Em outra coluna, Guilherme Freitas trata da questão dos direitos civis no Brasil e no mundo, discorrendo sobre o debate político e social que o casamento entre pessoas do mesmo sexo tem levantado na Argentina e no Brasil, enfocando, principalmente, o recente livro do militante gay e jornalista Bruno Bimbi. Este tipo de casamento, informa o jornalista, já foi legalizado em 14 estados brasileiros e também no Distrito Federal. No entanto, a vitória não está completa. Ao contrário, prevê-se luta renhida, pois as bancadas religiosas (católica e evangélica) preparam-se para uma verdadeira “guerra” no parlamento.

Quase correndo por fora, na contramão das notícias de violências contra homossexuais, Pedro Sprejer reporta que a Igreja Cristã Contemporânea abre suas portas, toda quarta-feira à noite, para acolher em uma casa, em Madureira, homens e mulheres gays que se sentem rejeitados pelo establishment religioso. A igreja tem seis sedes no estado do Rio, uma em Belo Horizonte e, em breve, uma em São Paulo.
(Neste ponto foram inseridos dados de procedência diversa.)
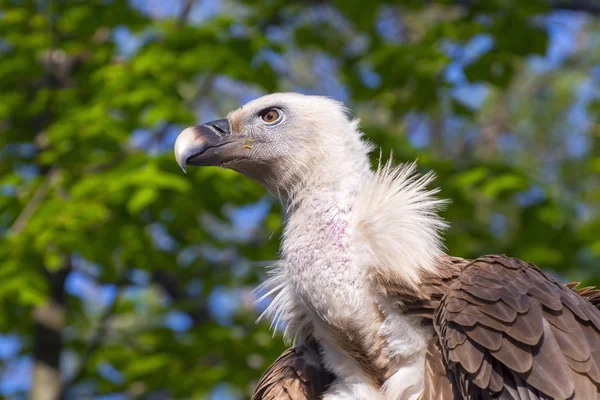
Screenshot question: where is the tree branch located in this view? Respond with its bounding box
[9,167,58,235]
[59,282,125,399]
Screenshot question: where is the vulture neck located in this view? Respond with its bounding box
[280,150,373,219]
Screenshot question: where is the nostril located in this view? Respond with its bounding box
[210,124,225,133]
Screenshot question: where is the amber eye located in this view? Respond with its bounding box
[260,108,279,124]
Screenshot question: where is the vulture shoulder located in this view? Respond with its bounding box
[252,256,600,400]
[434,256,600,399]
[252,337,334,400]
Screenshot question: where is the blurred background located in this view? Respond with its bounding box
[0,0,600,400]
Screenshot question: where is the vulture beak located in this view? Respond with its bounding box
[175,119,234,172]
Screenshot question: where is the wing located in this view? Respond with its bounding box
[252,340,334,400]
[434,256,600,399]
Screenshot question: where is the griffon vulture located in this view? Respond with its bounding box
[175,93,600,400]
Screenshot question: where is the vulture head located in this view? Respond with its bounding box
[175,93,370,195]
[175,93,600,400]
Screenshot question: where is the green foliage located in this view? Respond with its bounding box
[0,0,600,398]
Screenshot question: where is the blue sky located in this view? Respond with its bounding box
[0,0,598,400]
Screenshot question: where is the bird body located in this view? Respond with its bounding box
[175,93,600,400]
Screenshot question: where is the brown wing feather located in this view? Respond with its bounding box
[252,256,600,400]
[436,256,600,399]
[252,338,334,400]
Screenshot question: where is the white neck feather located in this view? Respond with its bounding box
[252,121,446,339]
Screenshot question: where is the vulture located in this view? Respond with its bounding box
[174,93,600,400]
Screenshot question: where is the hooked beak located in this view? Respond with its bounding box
[175,119,234,172]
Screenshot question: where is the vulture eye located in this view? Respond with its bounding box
[260,108,281,124]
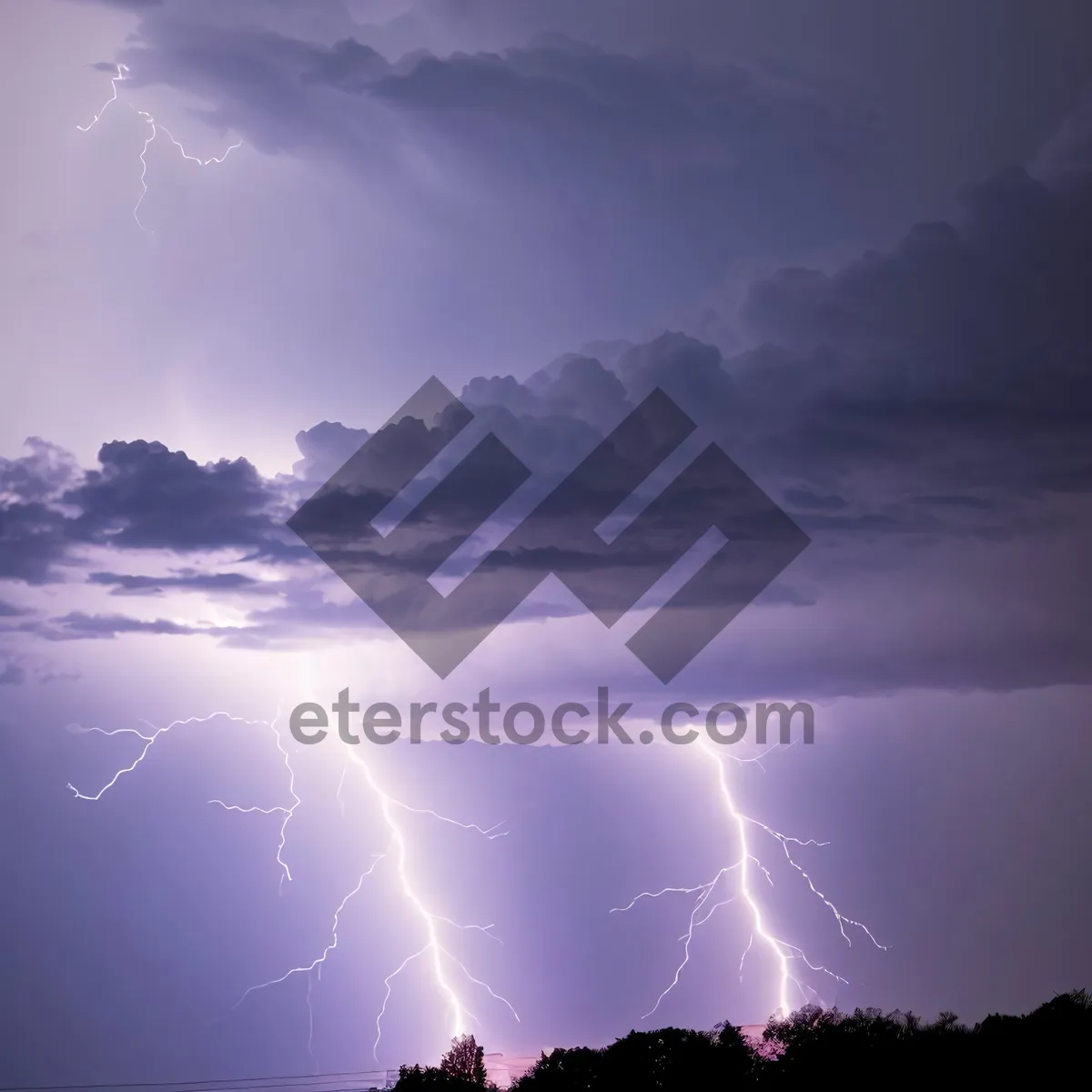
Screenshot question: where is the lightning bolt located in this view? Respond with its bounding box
[76,64,242,236]
[611,739,886,1020]
[67,710,520,1061]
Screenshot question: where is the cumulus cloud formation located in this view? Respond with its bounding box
[94,5,885,321]
[0,13,1092,693]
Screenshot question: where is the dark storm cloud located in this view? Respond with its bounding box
[87,570,264,593]
[22,611,247,641]
[65,440,281,551]
[100,15,884,306]
[0,439,305,588]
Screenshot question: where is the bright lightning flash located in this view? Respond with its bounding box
[67,712,520,1061]
[76,64,242,234]
[611,741,886,1019]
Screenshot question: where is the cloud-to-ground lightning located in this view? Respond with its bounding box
[76,64,242,234]
[612,741,885,1019]
[69,712,520,1061]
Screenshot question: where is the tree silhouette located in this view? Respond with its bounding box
[440,1036,486,1088]
[410,989,1092,1092]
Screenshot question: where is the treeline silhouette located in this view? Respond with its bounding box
[395,989,1092,1092]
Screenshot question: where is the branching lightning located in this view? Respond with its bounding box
[611,741,886,1019]
[67,712,520,1061]
[76,64,242,235]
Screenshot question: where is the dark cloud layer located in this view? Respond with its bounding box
[0,23,1092,693]
[96,16,885,324]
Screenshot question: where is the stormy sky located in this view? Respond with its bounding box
[0,0,1092,1086]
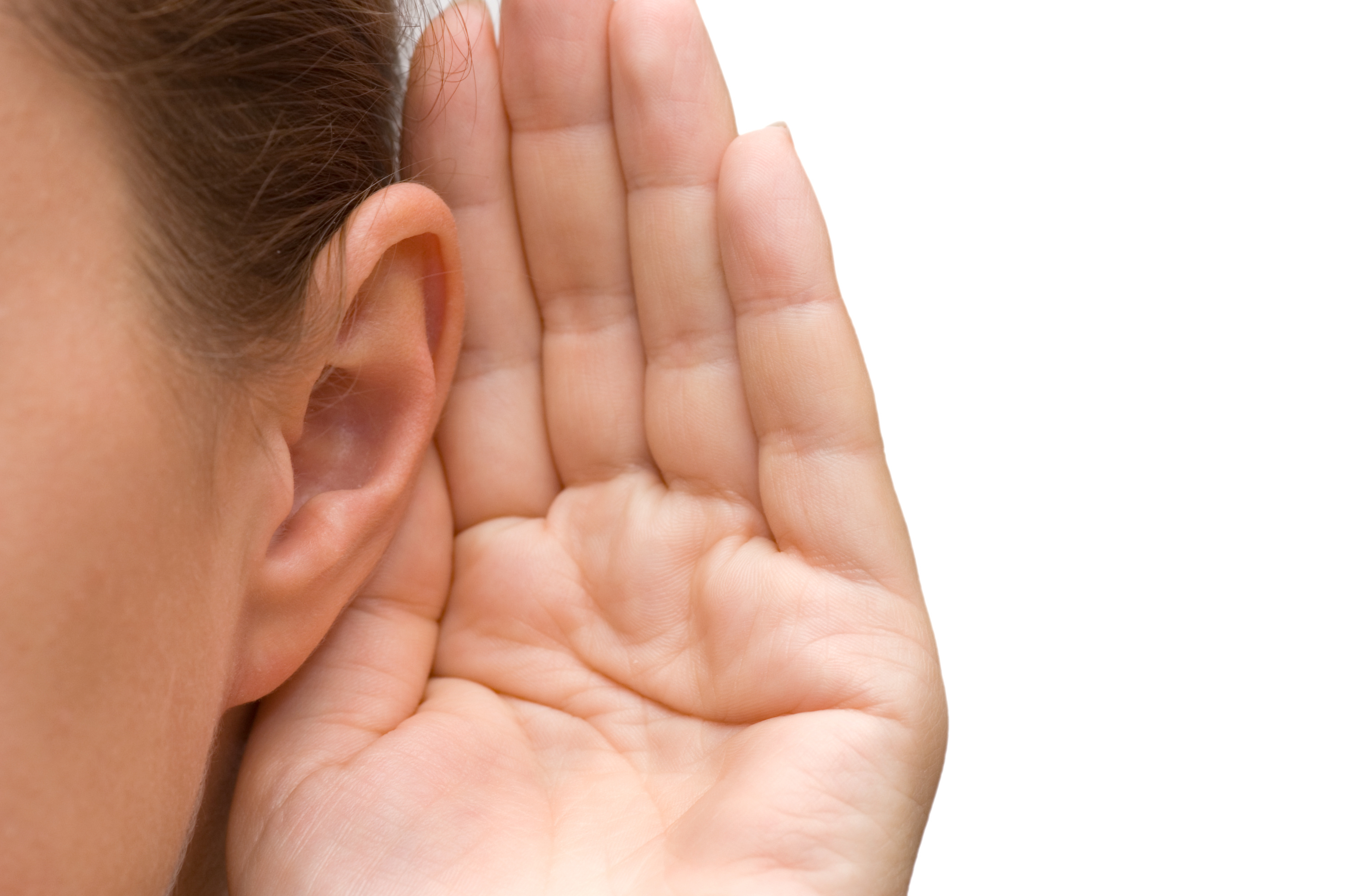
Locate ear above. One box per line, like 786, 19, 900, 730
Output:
230, 183, 464, 703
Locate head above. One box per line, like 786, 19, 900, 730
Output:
0, 0, 461, 893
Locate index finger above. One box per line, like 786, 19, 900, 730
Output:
718, 127, 916, 587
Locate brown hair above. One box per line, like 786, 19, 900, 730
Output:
27, 0, 420, 379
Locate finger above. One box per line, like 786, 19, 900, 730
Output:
404, 3, 559, 530
249, 449, 452, 775
501, 0, 650, 484
720, 127, 916, 590
609, 0, 757, 504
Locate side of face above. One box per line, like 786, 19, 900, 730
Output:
0, 16, 462, 895
0, 19, 242, 892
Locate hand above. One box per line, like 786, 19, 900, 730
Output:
230, 0, 945, 896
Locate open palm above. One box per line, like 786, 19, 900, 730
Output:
230, 0, 945, 896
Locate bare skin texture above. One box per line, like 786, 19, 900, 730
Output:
0, 11, 461, 896
229, 0, 945, 896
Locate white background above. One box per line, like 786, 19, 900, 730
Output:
480, 0, 1348, 896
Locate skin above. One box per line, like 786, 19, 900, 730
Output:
229, 0, 946, 896
0, 16, 461, 895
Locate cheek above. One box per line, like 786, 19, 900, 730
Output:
0, 318, 237, 892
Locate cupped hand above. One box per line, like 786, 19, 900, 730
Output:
229, 0, 945, 896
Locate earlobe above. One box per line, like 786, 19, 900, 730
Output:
233, 185, 462, 703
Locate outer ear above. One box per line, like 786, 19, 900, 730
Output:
232, 183, 464, 703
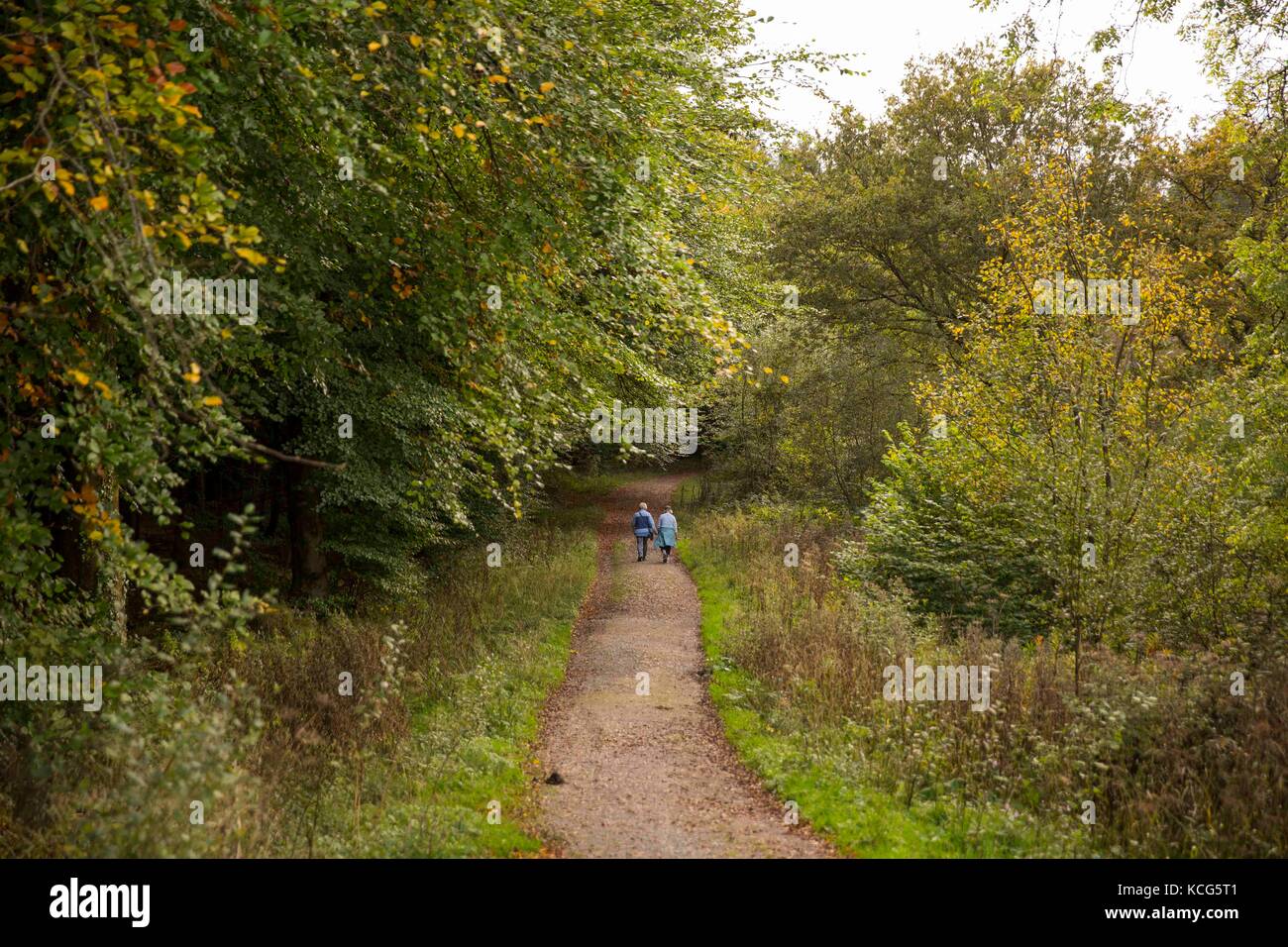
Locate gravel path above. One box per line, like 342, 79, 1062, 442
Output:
540, 475, 829, 858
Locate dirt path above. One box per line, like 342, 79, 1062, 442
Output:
540, 475, 828, 858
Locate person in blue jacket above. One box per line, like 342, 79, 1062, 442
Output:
656, 506, 680, 562
631, 502, 653, 562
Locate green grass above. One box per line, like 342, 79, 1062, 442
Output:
297, 506, 599, 857
680, 533, 1040, 858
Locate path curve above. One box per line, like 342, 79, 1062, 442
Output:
538, 474, 828, 858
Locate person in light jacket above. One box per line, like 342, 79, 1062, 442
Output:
654, 506, 680, 562
631, 502, 653, 562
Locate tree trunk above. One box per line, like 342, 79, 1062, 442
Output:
286, 464, 327, 598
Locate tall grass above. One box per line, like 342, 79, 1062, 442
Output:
0, 497, 601, 857
683, 506, 1288, 857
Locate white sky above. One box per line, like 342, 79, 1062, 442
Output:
742, 0, 1220, 132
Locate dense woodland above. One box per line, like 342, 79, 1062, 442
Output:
0, 0, 1288, 854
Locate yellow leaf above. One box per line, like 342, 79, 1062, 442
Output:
233, 246, 268, 266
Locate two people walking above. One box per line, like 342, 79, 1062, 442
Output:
631, 502, 680, 562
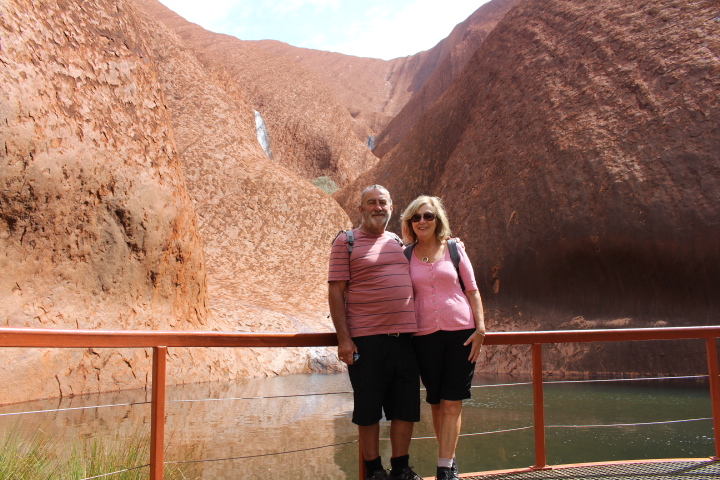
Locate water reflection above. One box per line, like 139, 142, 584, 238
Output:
0, 374, 714, 480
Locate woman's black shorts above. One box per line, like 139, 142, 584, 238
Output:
413, 329, 475, 404
348, 333, 420, 426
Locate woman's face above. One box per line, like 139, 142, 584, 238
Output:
411, 203, 437, 240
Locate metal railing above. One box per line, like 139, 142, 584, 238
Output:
0, 326, 720, 480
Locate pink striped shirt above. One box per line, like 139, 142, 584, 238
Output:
410, 245, 477, 335
328, 229, 417, 337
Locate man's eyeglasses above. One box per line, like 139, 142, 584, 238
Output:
410, 212, 437, 223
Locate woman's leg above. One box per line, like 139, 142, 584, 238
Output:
431, 400, 462, 459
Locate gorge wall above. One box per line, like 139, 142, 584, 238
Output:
0, 0, 347, 403
0, 0, 720, 403
335, 0, 720, 373
137, 0, 378, 185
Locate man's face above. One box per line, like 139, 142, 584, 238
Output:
360, 189, 392, 230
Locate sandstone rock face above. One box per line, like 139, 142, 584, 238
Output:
0, 0, 208, 403
373, 0, 518, 158
336, 0, 720, 373
138, 0, 378, 185
134, 0, 348, 334
252, 40, 422, 141
0, 0, 347, 403
246, 0, 517, 157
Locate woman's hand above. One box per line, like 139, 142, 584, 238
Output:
463, 330, 485, 363
338, 340, 357, 365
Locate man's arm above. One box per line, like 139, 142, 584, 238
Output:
328, 280, 357, 365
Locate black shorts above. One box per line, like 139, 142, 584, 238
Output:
348, 333, 420, 426
413, 329, 475, 405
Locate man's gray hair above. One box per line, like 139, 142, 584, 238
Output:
360, 184, 392, 207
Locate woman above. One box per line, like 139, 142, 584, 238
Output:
402, 196, 485, 480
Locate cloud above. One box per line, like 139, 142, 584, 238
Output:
265, 0, 340, 15
161, 0, 487, 60
310, 0, 487, 60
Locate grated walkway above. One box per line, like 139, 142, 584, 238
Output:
461, 460, 720, 480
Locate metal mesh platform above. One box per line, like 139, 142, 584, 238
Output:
461, 460, 720, 480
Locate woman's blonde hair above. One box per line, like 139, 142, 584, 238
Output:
400, 195, 452, 245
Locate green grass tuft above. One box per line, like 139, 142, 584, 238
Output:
0, 427, 199, 480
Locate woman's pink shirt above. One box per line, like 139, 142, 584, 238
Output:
410, 245, 477, 335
Estas quatro notícias numa única edição de um único jornal são claras evidências de que, apesar dos inegáveis avanços, o preconceito está vivo e esperneando entre nós. A construção de uma sociedade plural e tolerante é algo demorado, exige tempo e investimentos de toda sorte. Não é de um dia para outro que o Brasil vai alcançar a almejada igualdade entre todos os seus cidadãos, não importa quão abrangente ou punitiva a legislação seja. Ainda temos que comer muito angu antes de chegar lá. Quanta dificuldade para ser vencida! Mas, por quê? Por quê?

Preconceito é preconceito

O homem é, por natureza, um ser contraditório. Se, por um lado, ele é o único capaz de sentir compaixão pelo outro, ele é também capaz das maiores atrocidades para com seus semelhantes e, especialmente, para com seus dessemelhantes. Em geral, todos os seres humanos são vítimas de preconceito, algum tipo claro ou disfarçado de discriminação. Segundo os estudiosos, os humanos menos sujeitos a discriminação seriam os homens brancos, de ascendência europeia, jovens, ricos, altos, bonitos, inteligentes, com educação superior, poliglotas, porte atlético, heterossexuais e bem-dotados. Qualquer outra pessoa fora dessas categorias vai sentir, em maior ou menor grau, algum tipo de discriminação. Portanto, mulheres, negros, asiáticos, baixinhos, pobres, gordos, idosos, monoglotas etc., preparem-se porque aí vem chumbo!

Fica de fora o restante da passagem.